Youth 2000 Source: en.wikipedia.org/wiki/Youth_2000

Youth 2000
Founded1990; 32 years ago (1990)
TypeCatholic youth
  • International

Youth 2000 is an international Catholic movement for young people, generally between the ages of 16 and 35. Youth 2000's activities generally include the running of both community prayer groups and weekend retreats for young people. At their retreats, which are between two and five days long, teens and adults alike share their love for Jesus through the Eucharist, adoration, and praise and worship.[1] It has been active since 1990 in the UK and in Ireland in 1993. The first weekly prayer group was held at the Carmelite Priory in Kensington.[2]


Youth2000 was started in response to Pope John Paul II's invitation to the youth to take an active part in the Decade of Evangelization leading up to the Great Jubilee Year 2000. In his address at World Youth Day in Santiago de Compostella in Spain in 1989, Pope John Paul II asked young people to evangelize each other by coming together, learning about and experiencing the love of God, saying "It is up to you young people that the task first falls of bearing witness to the faith and bringing into the Third Millennium the Gospel of Christ, who is the Way, the Truth and the Life"[3] Ernest Williams, a twenty-six-year old IT specialist from England, was moved by the challenge and came up with the idea of Youth 2000, formally founding the organization in Medjugorje in 1990.[4]

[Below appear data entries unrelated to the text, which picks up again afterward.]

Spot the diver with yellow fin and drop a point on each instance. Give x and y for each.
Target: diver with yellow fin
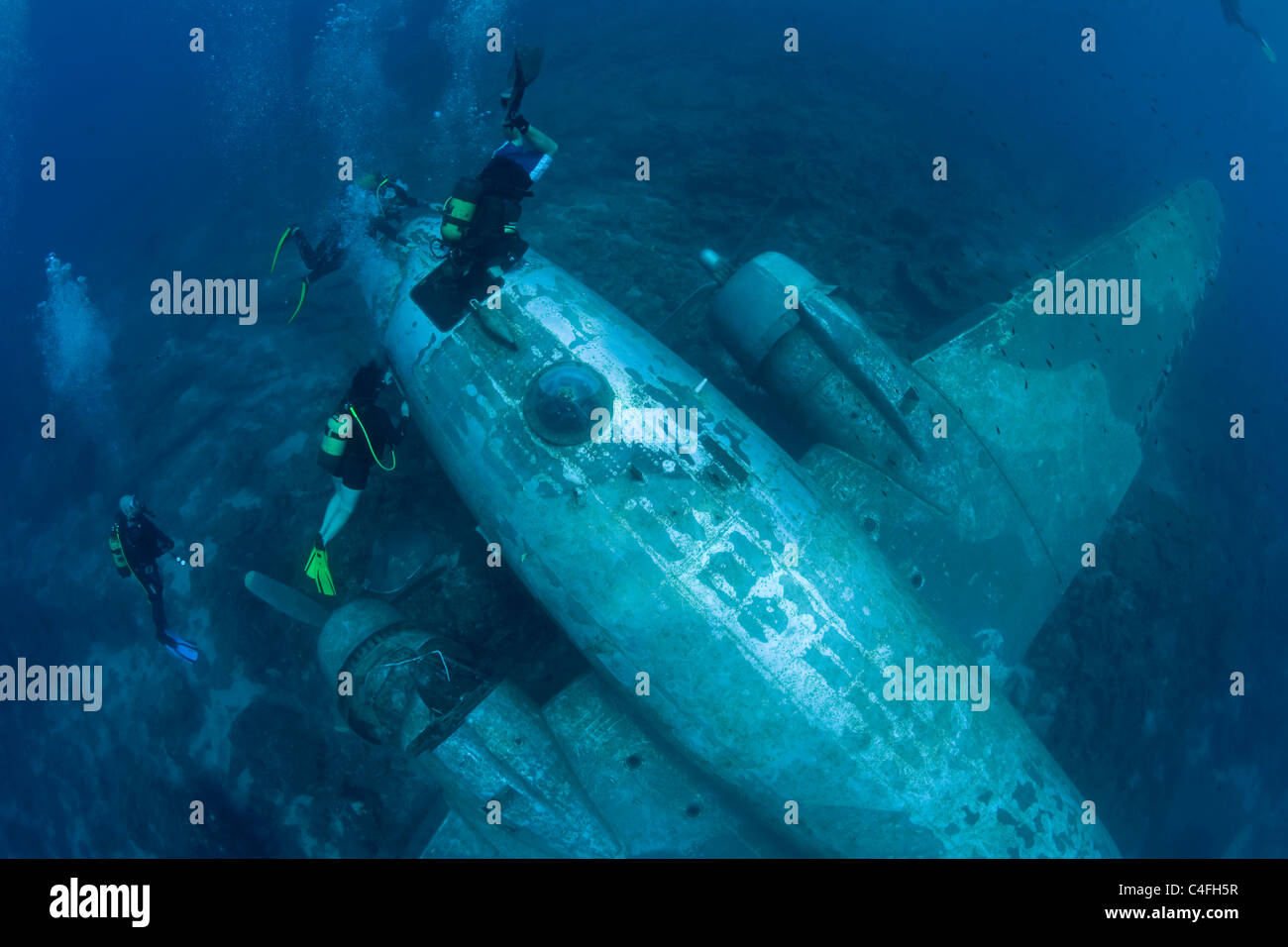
(356, 438)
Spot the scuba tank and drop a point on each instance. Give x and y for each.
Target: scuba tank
(339, 429)
(114, 543)
(459, 209)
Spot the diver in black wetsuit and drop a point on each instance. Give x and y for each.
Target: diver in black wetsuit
(327, 256)
(137, 543)
(349, 468)
(489, 244)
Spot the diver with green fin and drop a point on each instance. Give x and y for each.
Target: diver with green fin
(356, 438)
(1231, 8)
(137, 544)
(481, 219)
(327, 256)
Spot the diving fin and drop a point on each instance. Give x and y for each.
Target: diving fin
(284, 235)
(320, 571)
(180, 648)
(523, 71)
(304, 289)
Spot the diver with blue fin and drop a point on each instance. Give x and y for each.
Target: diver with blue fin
(327, 256)
(481, 219)
(1231, 8)
(137, 544)
(356, 438)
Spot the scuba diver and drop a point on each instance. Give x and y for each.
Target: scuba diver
(481, 219)
(327, 256)
(137, 543)
(1231, 8)
(356, 438)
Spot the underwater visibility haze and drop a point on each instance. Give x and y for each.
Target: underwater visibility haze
(450, 428)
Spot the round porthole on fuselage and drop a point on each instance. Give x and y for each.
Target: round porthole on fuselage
(561, 399)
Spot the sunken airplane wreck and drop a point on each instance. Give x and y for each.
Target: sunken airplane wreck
(739, 605)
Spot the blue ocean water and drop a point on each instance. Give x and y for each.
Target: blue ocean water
(194, 161)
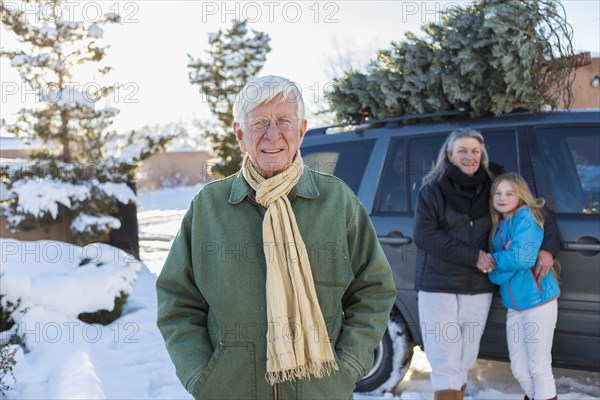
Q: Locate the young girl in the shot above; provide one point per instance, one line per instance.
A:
(516, 238)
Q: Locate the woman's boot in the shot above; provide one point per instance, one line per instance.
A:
(448, 395)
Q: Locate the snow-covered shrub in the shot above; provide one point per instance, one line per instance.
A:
(7, 362)
(46, 190)
(83, 171)
(57, 281)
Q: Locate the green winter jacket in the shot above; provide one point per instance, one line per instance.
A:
(211, 290)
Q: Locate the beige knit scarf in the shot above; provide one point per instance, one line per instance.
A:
(297, 342)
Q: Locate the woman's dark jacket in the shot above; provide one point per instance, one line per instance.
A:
(449, 241)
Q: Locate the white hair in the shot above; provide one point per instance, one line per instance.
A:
(264, 89)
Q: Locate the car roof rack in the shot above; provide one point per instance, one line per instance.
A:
(386, 121)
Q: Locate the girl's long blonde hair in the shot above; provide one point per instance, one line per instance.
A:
(525, 196)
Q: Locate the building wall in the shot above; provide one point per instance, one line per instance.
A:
(584, 94)
(174, 168)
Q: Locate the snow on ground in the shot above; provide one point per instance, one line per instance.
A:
(68, 359)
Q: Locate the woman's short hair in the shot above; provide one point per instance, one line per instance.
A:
(264, 89)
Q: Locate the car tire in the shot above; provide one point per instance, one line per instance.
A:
(392, 359)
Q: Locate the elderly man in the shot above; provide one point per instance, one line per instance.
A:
(276, 286)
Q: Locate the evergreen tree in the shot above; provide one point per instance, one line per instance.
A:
(68, 112)
(491, 56)
(234, 56)
(84, 182)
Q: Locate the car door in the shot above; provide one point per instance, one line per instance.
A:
(566, 170)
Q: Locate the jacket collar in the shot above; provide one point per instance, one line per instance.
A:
(305, 188)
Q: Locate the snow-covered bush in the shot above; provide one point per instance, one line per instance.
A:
(84, 170)
(57, 281)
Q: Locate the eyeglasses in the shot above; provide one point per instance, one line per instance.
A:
(285, 123)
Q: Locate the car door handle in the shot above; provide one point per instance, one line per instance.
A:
(574, 246)
(584, 243)
(394, 238)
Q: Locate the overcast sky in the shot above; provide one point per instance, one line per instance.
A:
(311, 43)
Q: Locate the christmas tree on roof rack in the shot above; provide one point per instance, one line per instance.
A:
(489, 57)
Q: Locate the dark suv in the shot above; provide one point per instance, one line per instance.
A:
(557, 152)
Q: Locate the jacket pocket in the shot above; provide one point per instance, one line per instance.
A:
(230, 373)
(524, 290)
(339, 385)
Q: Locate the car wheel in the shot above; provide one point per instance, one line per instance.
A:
(392, 359)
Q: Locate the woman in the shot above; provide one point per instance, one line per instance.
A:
(452, 224)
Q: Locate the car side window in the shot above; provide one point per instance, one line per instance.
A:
(572, 160)
(346, 160)
(502, 151)
(391, 196)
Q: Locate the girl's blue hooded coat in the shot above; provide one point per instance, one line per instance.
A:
(515, 247)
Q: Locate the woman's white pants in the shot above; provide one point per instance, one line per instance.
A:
(451, 327)
(529, 334)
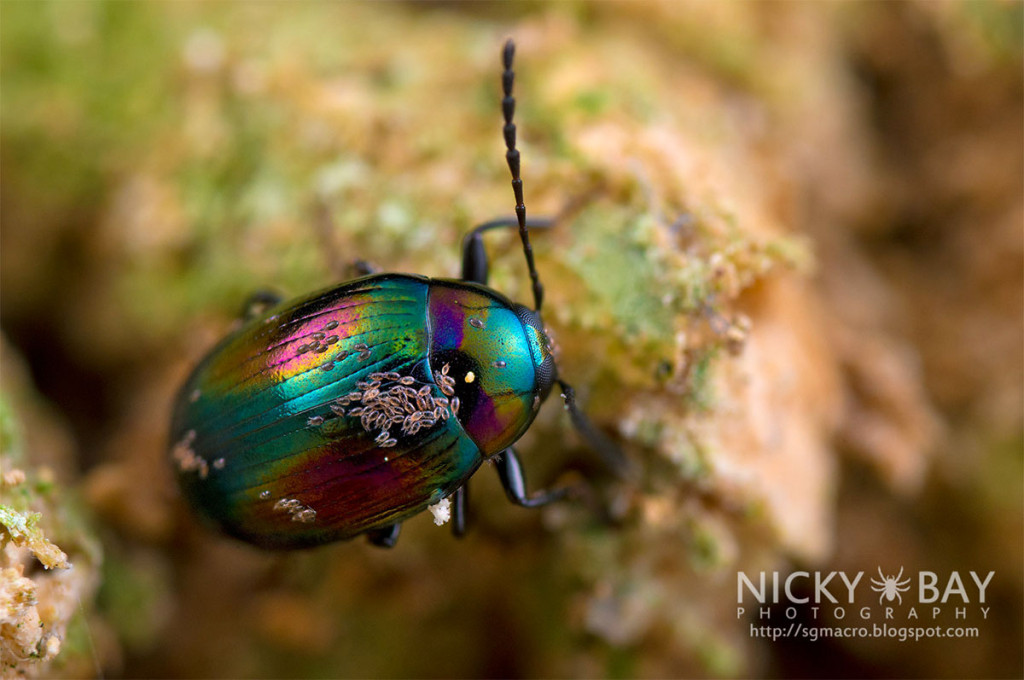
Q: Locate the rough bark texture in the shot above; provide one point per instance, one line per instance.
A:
(786, 280)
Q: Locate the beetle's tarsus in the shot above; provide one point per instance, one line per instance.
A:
(514, 482)
(609, 453)
(460, 505)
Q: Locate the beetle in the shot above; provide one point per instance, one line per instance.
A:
(349, 410)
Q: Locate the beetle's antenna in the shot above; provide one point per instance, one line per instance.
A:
(512, 156)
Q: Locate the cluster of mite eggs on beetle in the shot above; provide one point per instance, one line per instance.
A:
(391, 399)
(321, 342)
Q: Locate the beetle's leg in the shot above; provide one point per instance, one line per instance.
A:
(474, 257)
(514, 482)
(259, 302)
(460, 502)
(384, 537)
(608, 452)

Whilst specific details vary from country to country, the main focuses of Youth 2000 tend to be as follows :

  • Increasing the awareness and love of Jesus in the Eucharist, through Mass and Eucharistic Adoration.
  • Promoting devotion to Mary as a means of coming closer to Christ, through saying the Rosary.
  • Encouraging young people to read the Bible, get to know Jesus through Scripture and also to promote understanding of and fidelity to official Church teaching.
  • Bringing about Christian conversion.[2]

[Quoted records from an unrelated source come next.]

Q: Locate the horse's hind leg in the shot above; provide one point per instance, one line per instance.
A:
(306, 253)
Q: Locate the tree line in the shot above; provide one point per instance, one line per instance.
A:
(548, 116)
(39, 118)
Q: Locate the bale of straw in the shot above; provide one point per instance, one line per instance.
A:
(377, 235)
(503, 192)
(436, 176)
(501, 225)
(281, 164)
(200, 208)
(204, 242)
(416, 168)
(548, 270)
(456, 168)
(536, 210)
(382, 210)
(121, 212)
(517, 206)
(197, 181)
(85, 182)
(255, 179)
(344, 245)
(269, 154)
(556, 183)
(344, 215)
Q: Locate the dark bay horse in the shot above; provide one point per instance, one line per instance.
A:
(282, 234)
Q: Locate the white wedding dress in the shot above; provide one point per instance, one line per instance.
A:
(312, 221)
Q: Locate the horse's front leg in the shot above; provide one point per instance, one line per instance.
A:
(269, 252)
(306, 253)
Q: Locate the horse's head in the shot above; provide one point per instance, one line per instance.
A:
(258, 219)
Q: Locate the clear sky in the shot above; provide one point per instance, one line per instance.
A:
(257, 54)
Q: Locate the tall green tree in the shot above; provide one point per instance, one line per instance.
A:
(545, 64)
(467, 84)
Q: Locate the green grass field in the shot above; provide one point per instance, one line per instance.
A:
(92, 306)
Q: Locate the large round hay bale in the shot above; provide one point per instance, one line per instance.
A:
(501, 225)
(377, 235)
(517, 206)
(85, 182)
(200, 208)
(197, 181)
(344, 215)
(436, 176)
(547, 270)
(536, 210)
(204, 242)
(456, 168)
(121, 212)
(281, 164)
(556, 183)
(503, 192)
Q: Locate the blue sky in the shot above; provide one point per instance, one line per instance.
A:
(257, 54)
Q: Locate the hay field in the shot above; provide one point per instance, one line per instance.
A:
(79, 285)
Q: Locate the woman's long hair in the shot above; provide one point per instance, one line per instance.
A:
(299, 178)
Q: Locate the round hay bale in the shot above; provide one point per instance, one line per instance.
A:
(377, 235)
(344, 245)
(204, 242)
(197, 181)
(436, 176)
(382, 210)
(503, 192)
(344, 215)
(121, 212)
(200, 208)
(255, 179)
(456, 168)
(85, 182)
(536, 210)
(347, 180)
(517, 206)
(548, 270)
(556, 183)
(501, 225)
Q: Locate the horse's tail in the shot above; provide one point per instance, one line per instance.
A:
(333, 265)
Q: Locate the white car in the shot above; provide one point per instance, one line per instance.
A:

The Structure of a Youth 2000 Retreat[edit]

Youth 2000's weekend retreats play a large role in their activities. The structure of retreats vary, summer retreats tend to be longer than autumn retreats. As a rule of thumb, retreats involve workshops, live music, adoration and mass.

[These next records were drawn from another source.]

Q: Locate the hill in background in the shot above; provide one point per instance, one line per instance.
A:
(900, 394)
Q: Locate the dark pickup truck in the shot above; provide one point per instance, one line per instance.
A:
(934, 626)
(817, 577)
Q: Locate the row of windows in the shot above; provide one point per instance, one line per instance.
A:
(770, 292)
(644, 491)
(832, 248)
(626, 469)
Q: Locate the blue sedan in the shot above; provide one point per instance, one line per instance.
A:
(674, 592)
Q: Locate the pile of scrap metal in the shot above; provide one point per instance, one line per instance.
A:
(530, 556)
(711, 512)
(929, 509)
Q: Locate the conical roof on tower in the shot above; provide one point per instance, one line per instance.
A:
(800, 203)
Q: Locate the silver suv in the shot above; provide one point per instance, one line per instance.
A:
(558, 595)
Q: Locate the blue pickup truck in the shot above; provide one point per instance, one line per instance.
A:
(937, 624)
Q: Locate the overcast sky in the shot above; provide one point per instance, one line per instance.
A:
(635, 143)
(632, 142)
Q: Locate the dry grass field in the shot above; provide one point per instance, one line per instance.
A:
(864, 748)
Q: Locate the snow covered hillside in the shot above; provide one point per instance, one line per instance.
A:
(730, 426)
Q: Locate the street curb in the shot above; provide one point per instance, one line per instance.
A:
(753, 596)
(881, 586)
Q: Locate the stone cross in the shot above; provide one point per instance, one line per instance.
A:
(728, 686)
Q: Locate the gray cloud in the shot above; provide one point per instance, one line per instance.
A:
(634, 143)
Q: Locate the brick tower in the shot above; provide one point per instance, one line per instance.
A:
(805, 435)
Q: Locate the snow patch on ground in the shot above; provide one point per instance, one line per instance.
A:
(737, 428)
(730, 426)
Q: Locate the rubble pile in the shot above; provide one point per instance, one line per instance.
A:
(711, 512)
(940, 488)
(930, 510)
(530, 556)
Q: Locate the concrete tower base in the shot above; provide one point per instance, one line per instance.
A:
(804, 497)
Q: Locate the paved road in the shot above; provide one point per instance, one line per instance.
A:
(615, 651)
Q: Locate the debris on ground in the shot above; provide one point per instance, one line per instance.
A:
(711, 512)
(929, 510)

In the UK the main event is the annual Youth 2000 Prayer Festival which takes place at the Walsingham Catholic Shrine in Norfolk over 5 days covering the August Bank Holiday weekend.


In 2006, members of a small, militant group which had attached itself to a peaceful "Youth 2000" Retreat organised with Father Kevin Knox-Lecky, the Catholic Priest of St Mary's church, Glastonbury were cautioned by police for throwing salt and shouting at local pagans. The police warned two women and arrested (and later released) one youth.

Father Kevin Knox-Lecky said that the poor behaviour witnessed by the Pagan Community had come from a small, militant "fringe group" that "attached" itself to the Youth 2000 retreat in Glastonbury. He said this militant fringe group were “unChristian and unrepresentative” of Youth 2000.

Charlie Connor, the managing director of Youth 2000, said: "For the avoidance of doubt, Youth 2000 does not condone or encourage this kind of behaviour from anyone. We fully agree that differences on matters of faith cannot and should not be resolved by any kind of harassment.”

But he added: “Youth 2000 would also like to place on the record that many young people at the retreat were harassed, sworn at and even cursed by people. One incident included the taking of photographs of young people, including children, and numbers plates by people present in the town." [5][6]


  1. ^ "CatholicHerald.co.uk » Youth 2000 offers gateway back to God". www.catholicherald.co.uk. Retrieved 6 May 2016.
  2. ^ a b Youth 2000 - About.
  3. ^ "IV World Youth Day, 1989 | John Paul II". w2.vatican.va. Retrieved 6 May 2016.
  4. ^ "Youth 2000 - Catholicireland.net". Catholicireland.net. 29 November 1999. Retrieved 6 May 2016.
  5. ^ Ruth Gledhill (4 November 2006). "Bad vibes in Glastonbury after Catholics against pagans". timesonline.co.uk. The Times. Archived from the original on 2 December 2008. Retrieved 7 May 2015.
  6. ^ Shaikh, Thair (4 November 2006). "Catholic marchers turn on Glastonbury pagans". The Guardian. London. Retrieved 22 May 2010.